From the March/April 2006 issue of  Sporting Classics.

 

Texas is pointer country. Always has been and, as long as there are birds to hunt and field trials to run, always will be. When you say “bird dog” in Texas, it‘s understood you mean “pointer,” just as when you say “bird,” it’s understood you mean “bobwhite quail.” Again, it’s been this way since the dawn of time, which Texans date to 1836.

Everything is bigger in Texas, of course (as any Texan will tell you), which is why it takes a whole lotta dog to get the job done there. And when you start listing the qualities a bird dog needs to cut it in the Lone Star State—the speed, drive and range to cover those vast pastures and reach to distant mottes; the desire, stamina and sheer toughness to withstand heat and thorns and jagged rocks and the whole withering gauntlet thrown up by the terrain and climate—you’re describing the pointer to the proverbial T. No other breed, considered in its entirety, comes close.

You might even say that the pointer is the distillation, in canine form, of all things Texan.

 

When a setter pokes its head out, you can bet the farm it’s a damn good one. 

 

You might say—thatbut you wouldn’t be quite right. You’ve forgotten to account for one of the defining aspects of the Texas character: the mile-wide streak of ornery independence that impels Texans to go against the grain no matter if it’s running favorably, unfavorably, or somewhere in-between. It’s as if they’re born with a maverick gene. The title of a recent effort from alt-country troubadour Ray Wylie Hubbard sums it up nicely: “Screw You, We’re From Texas.”

So while it may be pointer country, there’s a long tradition of great Texas setters as well. Johnny Crockett, to name one. They’ve always been distinctly in the minority, but like minorities in any field of endeavor they’ve had to be that much better just to get their due. When a Texas quail hunter opens a box on his dog trailer (all Texas quail hunters seem to pull dog trailers) and a setter pokes its head out, bits of golden straw clinging to its silky ears, you can bet the farm it’s a damn good one. It has to be.

This goes double in field trials. To win in Texas, a setter not only has to beat the competition—and do it convincingly—it has to shatter the stereotypes: that setters don’t have enough “run”; that setters can’t take the heat; that setters lack drive and stamina; that when you measure setters against pointers by any yardstick the longhairs come up short.

With all this as the back story, you can understand why the record compiled by E.J. Hall and his dogs, campaigned under the Smokin’ Setters banner, is so honest-to-Jim Bowie impressive. A semi-retired electrician from Gunter, Texas (about fifty miles north of Dallas), Hall has competed successfully in field trials for over twenty years—his first big winner, Smokin’ Buzz, racked up some sixty placements—but since the late-1990s he’s been swinging a serious whup-ass stick. His setters have consistently blistered the opposition, winning everything in sight on the walking, amateur horseback, and National Bird Hunters Association (NBHA) circuits. They’ve also won the respect, grudging though it may be, of even the most entrenched pointer diehards.

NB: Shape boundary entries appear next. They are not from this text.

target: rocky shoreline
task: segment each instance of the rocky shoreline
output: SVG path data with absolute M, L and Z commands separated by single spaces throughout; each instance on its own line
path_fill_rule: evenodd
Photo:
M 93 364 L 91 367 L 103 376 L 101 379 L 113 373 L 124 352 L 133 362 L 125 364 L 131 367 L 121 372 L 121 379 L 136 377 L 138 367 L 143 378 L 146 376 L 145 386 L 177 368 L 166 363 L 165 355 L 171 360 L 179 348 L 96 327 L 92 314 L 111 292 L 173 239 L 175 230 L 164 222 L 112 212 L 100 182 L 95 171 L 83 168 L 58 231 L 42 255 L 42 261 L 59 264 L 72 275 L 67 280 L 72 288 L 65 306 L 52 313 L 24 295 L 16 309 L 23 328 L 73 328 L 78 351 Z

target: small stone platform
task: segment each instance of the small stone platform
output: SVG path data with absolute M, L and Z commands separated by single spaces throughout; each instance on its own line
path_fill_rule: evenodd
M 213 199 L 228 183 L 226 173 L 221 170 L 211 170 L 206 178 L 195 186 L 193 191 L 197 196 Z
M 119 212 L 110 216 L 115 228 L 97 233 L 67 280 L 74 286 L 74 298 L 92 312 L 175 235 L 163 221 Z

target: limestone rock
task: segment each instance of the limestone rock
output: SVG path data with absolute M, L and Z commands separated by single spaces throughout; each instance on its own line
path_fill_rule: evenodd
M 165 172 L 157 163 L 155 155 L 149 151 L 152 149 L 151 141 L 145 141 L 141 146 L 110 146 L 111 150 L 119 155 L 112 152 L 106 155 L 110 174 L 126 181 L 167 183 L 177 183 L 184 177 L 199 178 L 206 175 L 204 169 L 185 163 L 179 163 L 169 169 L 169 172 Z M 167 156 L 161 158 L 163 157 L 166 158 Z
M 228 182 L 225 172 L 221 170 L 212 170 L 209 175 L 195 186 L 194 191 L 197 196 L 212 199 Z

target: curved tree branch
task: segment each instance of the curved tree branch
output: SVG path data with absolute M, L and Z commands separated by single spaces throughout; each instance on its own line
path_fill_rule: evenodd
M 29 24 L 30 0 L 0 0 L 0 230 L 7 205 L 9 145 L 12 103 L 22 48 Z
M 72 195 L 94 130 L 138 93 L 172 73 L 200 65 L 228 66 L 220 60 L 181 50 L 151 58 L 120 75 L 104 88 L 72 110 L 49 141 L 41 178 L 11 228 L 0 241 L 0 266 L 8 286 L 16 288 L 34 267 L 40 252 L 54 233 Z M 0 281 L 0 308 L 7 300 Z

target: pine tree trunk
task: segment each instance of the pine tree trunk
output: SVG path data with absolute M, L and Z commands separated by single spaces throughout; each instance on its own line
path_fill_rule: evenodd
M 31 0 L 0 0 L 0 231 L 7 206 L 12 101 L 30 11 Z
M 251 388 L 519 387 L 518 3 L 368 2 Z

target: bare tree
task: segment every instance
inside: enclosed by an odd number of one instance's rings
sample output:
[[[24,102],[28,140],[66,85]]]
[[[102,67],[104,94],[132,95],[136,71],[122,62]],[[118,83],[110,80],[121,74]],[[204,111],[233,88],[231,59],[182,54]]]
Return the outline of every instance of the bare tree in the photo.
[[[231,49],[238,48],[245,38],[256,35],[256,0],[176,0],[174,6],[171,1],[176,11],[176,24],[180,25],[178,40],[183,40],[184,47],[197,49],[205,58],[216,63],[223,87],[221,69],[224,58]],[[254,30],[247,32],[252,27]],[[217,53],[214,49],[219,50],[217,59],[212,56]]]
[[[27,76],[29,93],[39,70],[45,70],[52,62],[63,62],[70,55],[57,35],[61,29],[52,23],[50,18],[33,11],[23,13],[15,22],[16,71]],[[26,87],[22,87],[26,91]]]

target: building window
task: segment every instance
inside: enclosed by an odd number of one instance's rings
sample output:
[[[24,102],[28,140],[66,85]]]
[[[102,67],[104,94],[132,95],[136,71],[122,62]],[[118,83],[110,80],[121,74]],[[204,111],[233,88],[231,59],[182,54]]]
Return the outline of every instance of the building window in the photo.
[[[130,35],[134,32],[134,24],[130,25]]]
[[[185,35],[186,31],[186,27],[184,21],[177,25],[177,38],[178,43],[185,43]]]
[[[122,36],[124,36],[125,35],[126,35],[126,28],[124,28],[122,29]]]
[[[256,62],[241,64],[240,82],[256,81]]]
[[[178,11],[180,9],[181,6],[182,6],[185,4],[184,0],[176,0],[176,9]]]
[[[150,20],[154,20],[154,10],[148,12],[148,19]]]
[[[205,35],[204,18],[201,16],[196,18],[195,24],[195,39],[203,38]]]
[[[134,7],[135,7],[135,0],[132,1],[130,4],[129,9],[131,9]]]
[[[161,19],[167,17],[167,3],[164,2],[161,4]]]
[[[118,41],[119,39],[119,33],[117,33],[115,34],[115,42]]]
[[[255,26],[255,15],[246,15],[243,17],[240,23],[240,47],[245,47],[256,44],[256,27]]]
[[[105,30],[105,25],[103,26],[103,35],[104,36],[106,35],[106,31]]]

In fact, Hall’s beginning to suspect that some of his competitors are ducking him, avoiding the trials he’s likely to run and entering the ones he’s likely not to. There may be no higher compliment—and if it doesn’t tell you what kind of stuff his setters are made of, I don’t know what will.

 

Not too shabby for a dog Hall describes as “kind of the runt.”  

 

Just to give you an idea of the roll they’re on, in December 2004 Hall swept the Region 7 Amateur Walking Shooting Dog Championship, with Smokin’ Stan awarded the title and Smokin’ Gringo named runner-up. Stan continued to lead the way in 2005, earning two runner-up championships in as many weeks late last fall and icing the cake with a win at the NBHA Joe Eden Classic.

“When Stan’s on his game,” says Hall of the forty-pound, five-year-old fireball, “he’s awfully hard to beat.”

While Stan has the whole package, including spine-tingling style on point and eye-catching animation on the ground, his strong suit, without a doubt, is his ability to find birds. “Even when they’re scarce,” allows Hall, “he digs ’em up.”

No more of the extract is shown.